Au cimetière, le général Rollet fait l’appel des morts, l’absoute est donnée par le clergé catholique de la ville et une prière est prononcée par le pasteur protestant. Le colonel Nicolas prononce un discours, dont le texte a été malheureusement perdu (Je suis preneur) . Les légionnaires alignent les cercueils dans une longue tranchée. L’absence du gouverneur général Carde, représenté par un sous-ordre, conseiller du gouverneur général, ne passe pas inaperçue et fait l’objet d’un article dans un hebdomadaire qui n’a pas la réputation de ménager les autorités. Le journaliste y explique que monsieur Carde était « empêché », alors que la veille, au début de sa visite sur les lieux de la catastrophe « rien ne faisait prévoir son abstention du lendemain, du moins jusqu’au moment où il eut avec le général Rollet, inspecteur de la Légion étrangère, une discussion assez vive... ».

Le 18 sept., le Journal des Débats, quotidien parisien impartial et toujours très bien informé, publie les premières conclusions de l’enquête administrative que mène la compagnie du « Paris Lyon Méditerranée » (PLM), parallèlement à celle que conduit le juge d’instruction de Tlemcen. Cette enquête a un caractère essentiellement technique et consiste simplement en un exposé des constatations faites sur les lieux du déraillement, complété par des hypothèses sur les événements qui ont pu se produire lorsque le train est entré dans la zone des travaux de reconditionnement de la voie.

Les conclusions définitives des deux enquêtes feront l’objet de rapports auxquels aucune publicité ne sera donnée. Deux ans plus tard, en 1934, pour l’inauguration du monument à la mémoire des victimes de la catastrophe, le général Rollet demande au ministère de la guerre, qu’il soit fait état, dans les discours qui seront prononcés, des renseignements fournis par le ministre de l’intérieur sur les origines du drame. La réponse qu’il reçoit signifie sans ambages que le ministre estime inopportun de soulever cette question. Il lui est même précisé « qu’il appartient aux seules autorités judiciaires et administratives de suivre cette affaire et de définir les causes ainsi que les responsabilités de l’accident. Les autorités militaires doivent se borner, lors de l’inauguration du monument, à rendre aux victimes l’hommage qui leur est dû... ».

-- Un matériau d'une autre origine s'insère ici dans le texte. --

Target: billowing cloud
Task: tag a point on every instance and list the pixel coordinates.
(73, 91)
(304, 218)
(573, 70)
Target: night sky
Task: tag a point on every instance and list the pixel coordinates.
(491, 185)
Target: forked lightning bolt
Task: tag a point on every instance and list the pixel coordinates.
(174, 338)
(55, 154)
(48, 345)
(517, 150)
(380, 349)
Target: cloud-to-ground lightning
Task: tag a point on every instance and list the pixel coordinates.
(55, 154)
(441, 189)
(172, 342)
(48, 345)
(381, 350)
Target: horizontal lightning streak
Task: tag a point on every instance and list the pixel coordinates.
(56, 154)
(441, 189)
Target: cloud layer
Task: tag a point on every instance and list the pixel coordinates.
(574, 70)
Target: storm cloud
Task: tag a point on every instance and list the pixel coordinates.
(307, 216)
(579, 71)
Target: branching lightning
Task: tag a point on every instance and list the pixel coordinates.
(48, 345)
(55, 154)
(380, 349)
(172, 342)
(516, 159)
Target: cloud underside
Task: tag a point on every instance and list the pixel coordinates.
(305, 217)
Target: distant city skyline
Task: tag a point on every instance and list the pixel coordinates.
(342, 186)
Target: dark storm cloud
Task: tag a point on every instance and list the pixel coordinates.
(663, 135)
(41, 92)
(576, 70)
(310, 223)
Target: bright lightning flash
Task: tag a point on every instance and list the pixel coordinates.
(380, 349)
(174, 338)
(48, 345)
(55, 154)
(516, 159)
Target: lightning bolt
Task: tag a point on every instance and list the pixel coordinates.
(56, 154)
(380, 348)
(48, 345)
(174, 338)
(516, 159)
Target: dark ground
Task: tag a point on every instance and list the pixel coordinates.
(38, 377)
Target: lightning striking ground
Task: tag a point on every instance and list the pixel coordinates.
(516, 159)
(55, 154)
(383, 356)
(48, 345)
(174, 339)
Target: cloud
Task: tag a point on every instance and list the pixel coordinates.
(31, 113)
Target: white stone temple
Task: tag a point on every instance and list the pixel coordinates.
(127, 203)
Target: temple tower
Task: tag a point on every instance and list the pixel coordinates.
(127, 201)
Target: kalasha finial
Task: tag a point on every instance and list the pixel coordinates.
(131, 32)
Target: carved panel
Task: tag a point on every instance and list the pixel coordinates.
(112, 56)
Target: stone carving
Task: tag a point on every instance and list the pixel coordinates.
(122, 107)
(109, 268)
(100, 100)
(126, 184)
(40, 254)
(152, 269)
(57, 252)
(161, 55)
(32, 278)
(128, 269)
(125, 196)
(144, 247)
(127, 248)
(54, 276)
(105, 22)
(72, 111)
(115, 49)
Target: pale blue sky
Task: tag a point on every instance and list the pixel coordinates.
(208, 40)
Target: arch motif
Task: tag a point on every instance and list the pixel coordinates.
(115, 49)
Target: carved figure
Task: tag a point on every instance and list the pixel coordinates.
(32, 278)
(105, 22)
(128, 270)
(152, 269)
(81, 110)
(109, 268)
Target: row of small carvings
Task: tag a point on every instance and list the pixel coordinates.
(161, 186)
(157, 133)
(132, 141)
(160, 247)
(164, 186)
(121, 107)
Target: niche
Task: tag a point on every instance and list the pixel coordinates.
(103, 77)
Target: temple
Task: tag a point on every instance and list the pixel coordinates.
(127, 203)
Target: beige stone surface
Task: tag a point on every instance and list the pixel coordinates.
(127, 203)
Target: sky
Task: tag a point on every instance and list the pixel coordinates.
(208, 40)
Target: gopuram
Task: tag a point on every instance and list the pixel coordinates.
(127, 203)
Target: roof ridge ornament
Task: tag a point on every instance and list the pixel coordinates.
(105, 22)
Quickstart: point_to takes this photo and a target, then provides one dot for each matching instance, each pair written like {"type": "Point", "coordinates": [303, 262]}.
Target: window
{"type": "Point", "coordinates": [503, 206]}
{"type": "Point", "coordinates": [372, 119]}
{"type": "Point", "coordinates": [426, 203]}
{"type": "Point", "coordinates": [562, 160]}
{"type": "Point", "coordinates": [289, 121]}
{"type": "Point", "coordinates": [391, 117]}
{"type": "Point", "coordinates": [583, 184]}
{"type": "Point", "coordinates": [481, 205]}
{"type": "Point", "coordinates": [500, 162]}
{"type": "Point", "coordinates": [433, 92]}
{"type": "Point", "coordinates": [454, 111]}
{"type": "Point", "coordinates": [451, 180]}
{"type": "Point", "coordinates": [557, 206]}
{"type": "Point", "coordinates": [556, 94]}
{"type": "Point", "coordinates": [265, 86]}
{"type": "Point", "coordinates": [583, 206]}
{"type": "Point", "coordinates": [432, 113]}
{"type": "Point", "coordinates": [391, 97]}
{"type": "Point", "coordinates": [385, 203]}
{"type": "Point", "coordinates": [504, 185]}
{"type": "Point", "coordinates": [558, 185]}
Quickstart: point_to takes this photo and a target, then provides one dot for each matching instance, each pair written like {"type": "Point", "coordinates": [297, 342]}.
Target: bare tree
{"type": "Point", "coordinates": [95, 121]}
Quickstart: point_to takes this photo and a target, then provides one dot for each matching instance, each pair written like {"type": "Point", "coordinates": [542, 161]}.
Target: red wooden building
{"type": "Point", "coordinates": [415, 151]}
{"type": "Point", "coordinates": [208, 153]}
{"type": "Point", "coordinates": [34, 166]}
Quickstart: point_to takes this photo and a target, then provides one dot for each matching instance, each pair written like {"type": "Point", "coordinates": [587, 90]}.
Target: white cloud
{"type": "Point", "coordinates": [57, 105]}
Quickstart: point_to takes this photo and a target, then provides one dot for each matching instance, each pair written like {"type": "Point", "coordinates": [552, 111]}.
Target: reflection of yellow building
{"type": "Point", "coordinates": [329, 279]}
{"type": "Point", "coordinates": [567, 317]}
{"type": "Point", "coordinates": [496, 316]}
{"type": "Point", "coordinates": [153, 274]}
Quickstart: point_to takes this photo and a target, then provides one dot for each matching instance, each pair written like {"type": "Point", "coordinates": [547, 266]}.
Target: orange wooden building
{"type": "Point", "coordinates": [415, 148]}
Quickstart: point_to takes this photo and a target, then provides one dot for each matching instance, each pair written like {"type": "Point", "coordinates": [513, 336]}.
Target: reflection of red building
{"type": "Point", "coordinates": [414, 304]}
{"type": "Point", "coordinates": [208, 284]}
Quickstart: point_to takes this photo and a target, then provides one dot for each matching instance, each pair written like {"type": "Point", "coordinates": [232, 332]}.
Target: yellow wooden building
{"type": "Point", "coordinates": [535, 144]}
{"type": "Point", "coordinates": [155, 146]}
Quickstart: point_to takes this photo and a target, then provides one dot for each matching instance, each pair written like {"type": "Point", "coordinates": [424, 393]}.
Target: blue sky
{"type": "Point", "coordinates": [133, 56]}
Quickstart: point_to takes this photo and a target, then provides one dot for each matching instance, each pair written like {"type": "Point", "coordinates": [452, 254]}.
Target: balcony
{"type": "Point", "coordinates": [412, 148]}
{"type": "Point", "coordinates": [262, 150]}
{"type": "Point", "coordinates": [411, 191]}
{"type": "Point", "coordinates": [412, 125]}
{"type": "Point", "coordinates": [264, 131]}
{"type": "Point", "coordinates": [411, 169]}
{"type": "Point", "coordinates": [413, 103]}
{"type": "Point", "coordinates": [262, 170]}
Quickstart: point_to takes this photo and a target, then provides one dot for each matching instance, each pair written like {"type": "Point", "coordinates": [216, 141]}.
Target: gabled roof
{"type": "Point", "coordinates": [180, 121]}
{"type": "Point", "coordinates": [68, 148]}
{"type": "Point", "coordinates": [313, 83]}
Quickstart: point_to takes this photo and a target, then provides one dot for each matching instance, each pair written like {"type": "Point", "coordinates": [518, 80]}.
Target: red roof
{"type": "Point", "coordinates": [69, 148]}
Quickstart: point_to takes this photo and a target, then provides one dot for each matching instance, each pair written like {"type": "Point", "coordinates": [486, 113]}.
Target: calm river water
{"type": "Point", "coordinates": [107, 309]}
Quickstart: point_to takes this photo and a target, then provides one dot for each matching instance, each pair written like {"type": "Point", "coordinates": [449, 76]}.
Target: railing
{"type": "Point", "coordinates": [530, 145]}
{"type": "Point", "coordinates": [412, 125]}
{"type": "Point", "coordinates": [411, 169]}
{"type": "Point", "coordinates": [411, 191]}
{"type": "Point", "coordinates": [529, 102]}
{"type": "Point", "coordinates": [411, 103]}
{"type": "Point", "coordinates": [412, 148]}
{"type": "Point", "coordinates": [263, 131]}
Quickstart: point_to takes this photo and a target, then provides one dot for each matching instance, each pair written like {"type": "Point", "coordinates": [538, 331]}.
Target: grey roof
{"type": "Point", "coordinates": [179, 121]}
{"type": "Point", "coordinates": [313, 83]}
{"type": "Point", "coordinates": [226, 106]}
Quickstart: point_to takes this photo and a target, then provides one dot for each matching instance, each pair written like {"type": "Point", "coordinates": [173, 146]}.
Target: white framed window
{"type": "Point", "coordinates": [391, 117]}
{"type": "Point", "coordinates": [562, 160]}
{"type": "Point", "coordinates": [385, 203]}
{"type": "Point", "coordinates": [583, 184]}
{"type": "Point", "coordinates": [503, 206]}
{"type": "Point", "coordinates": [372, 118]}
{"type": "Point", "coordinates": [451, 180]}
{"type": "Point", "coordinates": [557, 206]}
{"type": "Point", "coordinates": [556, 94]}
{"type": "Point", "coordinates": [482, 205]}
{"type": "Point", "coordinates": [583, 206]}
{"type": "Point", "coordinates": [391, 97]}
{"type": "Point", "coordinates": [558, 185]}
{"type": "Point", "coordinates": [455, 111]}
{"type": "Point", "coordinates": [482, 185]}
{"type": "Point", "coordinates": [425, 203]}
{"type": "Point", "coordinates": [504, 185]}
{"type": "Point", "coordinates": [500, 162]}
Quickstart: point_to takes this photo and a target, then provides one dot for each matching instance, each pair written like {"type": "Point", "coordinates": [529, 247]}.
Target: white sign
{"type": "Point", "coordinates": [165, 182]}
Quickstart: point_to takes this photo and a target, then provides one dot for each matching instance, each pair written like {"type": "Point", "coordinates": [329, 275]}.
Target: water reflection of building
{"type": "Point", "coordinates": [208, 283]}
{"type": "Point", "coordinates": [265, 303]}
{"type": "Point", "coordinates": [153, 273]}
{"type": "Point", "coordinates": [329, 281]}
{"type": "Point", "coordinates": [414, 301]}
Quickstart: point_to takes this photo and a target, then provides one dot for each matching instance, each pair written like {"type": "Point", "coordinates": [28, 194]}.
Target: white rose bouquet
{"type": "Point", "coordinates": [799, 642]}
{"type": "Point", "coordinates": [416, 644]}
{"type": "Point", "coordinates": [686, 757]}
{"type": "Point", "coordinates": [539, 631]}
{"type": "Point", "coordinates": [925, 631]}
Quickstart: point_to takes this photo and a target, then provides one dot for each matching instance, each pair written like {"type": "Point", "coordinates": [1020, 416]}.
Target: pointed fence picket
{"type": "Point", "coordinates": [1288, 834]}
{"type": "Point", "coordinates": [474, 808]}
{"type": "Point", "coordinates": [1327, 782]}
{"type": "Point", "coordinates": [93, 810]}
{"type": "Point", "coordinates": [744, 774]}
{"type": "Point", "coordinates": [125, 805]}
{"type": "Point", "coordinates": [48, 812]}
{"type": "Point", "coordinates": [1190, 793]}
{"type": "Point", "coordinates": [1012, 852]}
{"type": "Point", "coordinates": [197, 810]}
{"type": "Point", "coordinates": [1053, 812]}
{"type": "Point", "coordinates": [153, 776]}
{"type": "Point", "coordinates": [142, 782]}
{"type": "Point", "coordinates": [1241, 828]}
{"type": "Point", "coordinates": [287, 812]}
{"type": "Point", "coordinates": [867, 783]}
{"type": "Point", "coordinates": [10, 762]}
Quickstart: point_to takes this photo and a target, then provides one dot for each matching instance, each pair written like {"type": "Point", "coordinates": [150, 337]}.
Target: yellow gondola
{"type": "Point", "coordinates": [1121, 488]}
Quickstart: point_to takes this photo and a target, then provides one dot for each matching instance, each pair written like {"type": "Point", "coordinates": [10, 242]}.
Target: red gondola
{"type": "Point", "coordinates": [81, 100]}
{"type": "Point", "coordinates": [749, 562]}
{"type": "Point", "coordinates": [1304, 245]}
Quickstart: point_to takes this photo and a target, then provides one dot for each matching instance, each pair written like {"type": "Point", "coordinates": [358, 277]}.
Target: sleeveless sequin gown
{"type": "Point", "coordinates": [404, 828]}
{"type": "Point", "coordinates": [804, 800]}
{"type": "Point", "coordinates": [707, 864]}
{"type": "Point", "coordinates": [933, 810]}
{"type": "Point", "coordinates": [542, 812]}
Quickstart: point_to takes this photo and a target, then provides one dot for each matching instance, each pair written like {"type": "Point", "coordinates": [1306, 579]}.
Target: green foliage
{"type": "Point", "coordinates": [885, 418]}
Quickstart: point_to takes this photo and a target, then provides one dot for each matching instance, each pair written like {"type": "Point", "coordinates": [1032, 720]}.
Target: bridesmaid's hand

Le monument, élevé à proximité de la voie ferrée, sur les lieux mêmes de l’accident, est inauguré le 23 sept. 1934. Assistent à cette cérémonie le sous-préfet de Tlemcen, représentant à la fois le gouverneur général et le préfet d’Oran, le colonel Azan, commandant le 1er REI, représentant le général commandant le 19e CA, le maire de Sidi bel-Abbès et madame Rollet à laquelle un hommage est rendu pour le dévouement dont elle fit preuve vis-à-vis des blessés hospitalisés à Tlemcen. Le général Rollet n’assiste pas à cette inauguration, car à cette date, il participe aux manœuvres de la division d’Oran au nord de Colomb Béchar, avec les deux régiments de la 4e brigade d’infanterie.

Les derniers remous provoqués par la catastrophe de Turenne sont relatifs aux indemnités et pensions attribuées aux invalides dont l’incapacité résulte des blessures subies durant l’accident. La compagnie du PLM n’ayant pas été déclarée responsable de l’accident par jugement du tribunal correctionnel de Tlemcen, la ligue de défense contre les chemins de fer demande au général Rollet de lui préciser si les pensions d’invalidité accordées aux blessés sont à la charge du gouvernement général de l’Algérie ou de l’Etat. La ligue de défense ne précise pas, dans sa lettre, les motifs de cette demande, disant seulement que celle-ci « présente une très réelle importance ». N’ignorant rien des conséquences défavorables vis-à-vis des intérêts des pensionnés que sa réponse pourrait déclencher, le général demande conseil au secrétaire du gouvernement général de l’Algérie. Ce dernier, ne saisissant pas le but de la demande, met en garde le général contre l’utilisation qui pourrait être faite des informations diffusées. Il suggère donc, dans l’intérêt des victimes, de répondre qu’il n’est pas en mesure de fournir les renseignements demandés. Il ne semble pas que le général ait été ultérieurement impliqué par la ligue de défense contre les chemins de fer dans cette délicate question du versement des indemnités et pensions à l’encontre des victimes de la catastrophe. Aucun document concernant ce sujet ne figure dans ses archives.